Even the best online surveillance tools struggle to pinpoint where information originated, or where it’s going.
And while some people falsely assume Tor is illegal, it was created – and is still part-funded – by the American government for online communications use in unstable nations.
These are Tor’s key merits and drawbacks:
- Anonymity. Individual data packets bounce through multiple nodes, making surveillance impractical. IP addresses are also impossible to track or trace.
- Security. Because it’s open source software, it’s difficult to hide malware in Tor. There’s protection against malicious code, but few criminals bother targeting this niche browser.
- It’s free and universally accessible. Downloading Tor costs nothing, and it works on PCs, Macs and Linux computers. There’s no intrusive advertising or cookies, either.
- It accesses the deep web. Any site with a .onion suffix (most of the deep web) is visible through Tor, but not through other mainstream web browsers.
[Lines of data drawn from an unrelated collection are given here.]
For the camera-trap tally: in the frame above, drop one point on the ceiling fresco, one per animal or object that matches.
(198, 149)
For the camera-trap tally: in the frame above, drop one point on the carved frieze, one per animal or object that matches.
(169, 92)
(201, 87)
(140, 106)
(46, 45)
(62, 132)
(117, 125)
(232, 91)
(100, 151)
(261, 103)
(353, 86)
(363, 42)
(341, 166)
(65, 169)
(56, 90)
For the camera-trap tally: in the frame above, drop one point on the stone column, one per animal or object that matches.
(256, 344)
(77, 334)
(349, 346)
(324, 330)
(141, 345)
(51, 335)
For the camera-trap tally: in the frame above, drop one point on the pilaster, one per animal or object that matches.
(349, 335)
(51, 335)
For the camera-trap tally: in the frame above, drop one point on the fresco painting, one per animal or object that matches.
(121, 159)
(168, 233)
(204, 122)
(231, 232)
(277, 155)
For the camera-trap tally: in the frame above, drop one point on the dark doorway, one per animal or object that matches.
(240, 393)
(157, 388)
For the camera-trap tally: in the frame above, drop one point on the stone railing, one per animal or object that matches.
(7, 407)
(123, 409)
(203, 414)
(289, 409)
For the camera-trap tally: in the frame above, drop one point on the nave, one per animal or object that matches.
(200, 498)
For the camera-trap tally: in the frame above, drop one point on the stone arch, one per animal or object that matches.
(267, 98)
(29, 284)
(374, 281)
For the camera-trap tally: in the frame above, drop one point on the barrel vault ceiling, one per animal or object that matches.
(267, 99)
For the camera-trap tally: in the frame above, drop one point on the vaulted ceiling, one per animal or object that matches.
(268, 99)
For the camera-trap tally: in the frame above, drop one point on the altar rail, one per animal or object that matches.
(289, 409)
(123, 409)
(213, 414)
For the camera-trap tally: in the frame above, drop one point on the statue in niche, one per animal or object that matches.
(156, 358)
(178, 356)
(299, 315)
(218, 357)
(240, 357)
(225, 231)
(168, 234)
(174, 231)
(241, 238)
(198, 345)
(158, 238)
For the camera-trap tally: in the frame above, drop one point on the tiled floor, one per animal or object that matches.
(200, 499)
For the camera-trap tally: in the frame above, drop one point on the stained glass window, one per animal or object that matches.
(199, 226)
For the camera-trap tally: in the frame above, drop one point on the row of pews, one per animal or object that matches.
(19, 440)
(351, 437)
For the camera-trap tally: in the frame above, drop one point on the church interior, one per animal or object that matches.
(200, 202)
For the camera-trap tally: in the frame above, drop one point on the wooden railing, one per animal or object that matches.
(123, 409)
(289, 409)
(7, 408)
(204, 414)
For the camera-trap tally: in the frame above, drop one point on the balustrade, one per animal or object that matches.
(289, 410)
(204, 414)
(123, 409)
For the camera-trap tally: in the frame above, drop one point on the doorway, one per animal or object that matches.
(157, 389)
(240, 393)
- It has a privacy-conscious search engine. The absurdly-named DuckDuckGo is to search engines what Tor is to web browsers – the most secure and anonymous choice.
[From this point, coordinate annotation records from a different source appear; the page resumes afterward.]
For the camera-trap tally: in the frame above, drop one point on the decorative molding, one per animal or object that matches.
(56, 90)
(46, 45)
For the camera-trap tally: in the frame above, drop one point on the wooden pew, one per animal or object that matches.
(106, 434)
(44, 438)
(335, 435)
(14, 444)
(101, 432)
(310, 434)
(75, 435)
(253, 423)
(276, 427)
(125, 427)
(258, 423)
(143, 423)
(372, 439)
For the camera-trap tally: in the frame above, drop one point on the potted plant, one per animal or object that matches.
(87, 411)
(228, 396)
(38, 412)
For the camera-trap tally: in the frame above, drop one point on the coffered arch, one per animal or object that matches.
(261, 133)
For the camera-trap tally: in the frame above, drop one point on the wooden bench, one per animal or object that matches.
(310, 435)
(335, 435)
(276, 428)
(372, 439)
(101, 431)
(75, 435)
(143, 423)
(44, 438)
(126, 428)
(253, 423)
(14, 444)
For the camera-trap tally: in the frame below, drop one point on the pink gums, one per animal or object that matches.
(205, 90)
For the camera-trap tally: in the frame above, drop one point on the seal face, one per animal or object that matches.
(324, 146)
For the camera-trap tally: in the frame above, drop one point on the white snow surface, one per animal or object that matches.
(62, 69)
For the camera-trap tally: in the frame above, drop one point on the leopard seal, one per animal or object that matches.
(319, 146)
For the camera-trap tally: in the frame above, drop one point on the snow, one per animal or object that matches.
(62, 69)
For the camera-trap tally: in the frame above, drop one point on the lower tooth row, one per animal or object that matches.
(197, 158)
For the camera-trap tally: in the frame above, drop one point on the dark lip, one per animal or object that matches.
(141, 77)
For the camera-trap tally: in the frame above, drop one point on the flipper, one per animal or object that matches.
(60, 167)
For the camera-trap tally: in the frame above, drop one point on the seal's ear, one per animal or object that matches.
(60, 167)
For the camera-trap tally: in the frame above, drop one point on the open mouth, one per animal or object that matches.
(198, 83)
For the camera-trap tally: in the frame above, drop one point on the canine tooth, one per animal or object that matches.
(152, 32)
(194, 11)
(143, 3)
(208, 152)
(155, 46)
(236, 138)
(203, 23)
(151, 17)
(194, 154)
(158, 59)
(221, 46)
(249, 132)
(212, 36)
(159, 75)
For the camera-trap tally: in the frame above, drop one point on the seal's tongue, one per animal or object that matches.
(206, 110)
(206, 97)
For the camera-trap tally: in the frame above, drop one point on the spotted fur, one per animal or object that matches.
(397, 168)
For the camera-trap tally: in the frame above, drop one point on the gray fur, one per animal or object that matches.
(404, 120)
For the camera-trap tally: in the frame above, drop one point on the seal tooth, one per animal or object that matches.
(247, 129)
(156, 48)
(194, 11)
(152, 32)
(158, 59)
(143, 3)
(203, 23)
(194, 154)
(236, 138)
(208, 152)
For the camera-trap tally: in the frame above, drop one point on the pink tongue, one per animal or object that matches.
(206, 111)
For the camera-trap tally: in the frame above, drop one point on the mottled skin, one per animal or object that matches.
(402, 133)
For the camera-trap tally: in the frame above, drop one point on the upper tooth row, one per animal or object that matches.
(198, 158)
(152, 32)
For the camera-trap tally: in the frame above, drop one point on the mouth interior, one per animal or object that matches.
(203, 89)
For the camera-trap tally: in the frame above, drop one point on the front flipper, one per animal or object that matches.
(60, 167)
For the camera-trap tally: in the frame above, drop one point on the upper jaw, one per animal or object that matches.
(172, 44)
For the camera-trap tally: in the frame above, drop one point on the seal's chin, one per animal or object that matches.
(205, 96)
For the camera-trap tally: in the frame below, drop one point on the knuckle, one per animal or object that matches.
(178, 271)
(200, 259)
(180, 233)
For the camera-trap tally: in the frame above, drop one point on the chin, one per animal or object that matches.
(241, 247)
- It aids democracy. Tor was a leading communication tool in the Arab Spring uprising a few years ago, since it allows citizens of repressive regimes to communicate safely.
- Startup times. Tor takes ages to load its homepage – as much as sixty seconds from clicking its icon. That will shock regular users of the streamlined Chrome browser.
- Performance. Because of its layer-like data distribution, Tor runs extremely slowly. You’d struggle to watch streaming media content, even across fibre broadband.
- Data isn’t encrypted. Because it’s effectively anonymous, Tor doesn’t bother encrypting data. A separate VPN is required for encryption, further slowing average transfer times.
- Dated interface. With its grey banners and retro fonts, Tor resembles the defunct 1990s Netscape Navigator browser rather than modern-day rivals like Safari or Firefox.
- Security flaws. Information is delivered anonymously, but the browser software contains vulnerabilities, especially when viewing HTTP sites rather than encrypted HTTPS ones.
It’s hard to imagine anyone using the Tor browser as their main internet portal.
It simply isn’t fast enough for multimedia content, with its ugly interface and slow performance harking back to the bad old days of Midband connections.
However, growing numbers of people around the world are installing Tor as a second web browser, as public awareness of issues like tracking and data reselling increases.
As a backup to Chrome or Firefox, and as a way of avoiding the attention of ISPs and advertisers, the Tor browser has considerable appeal.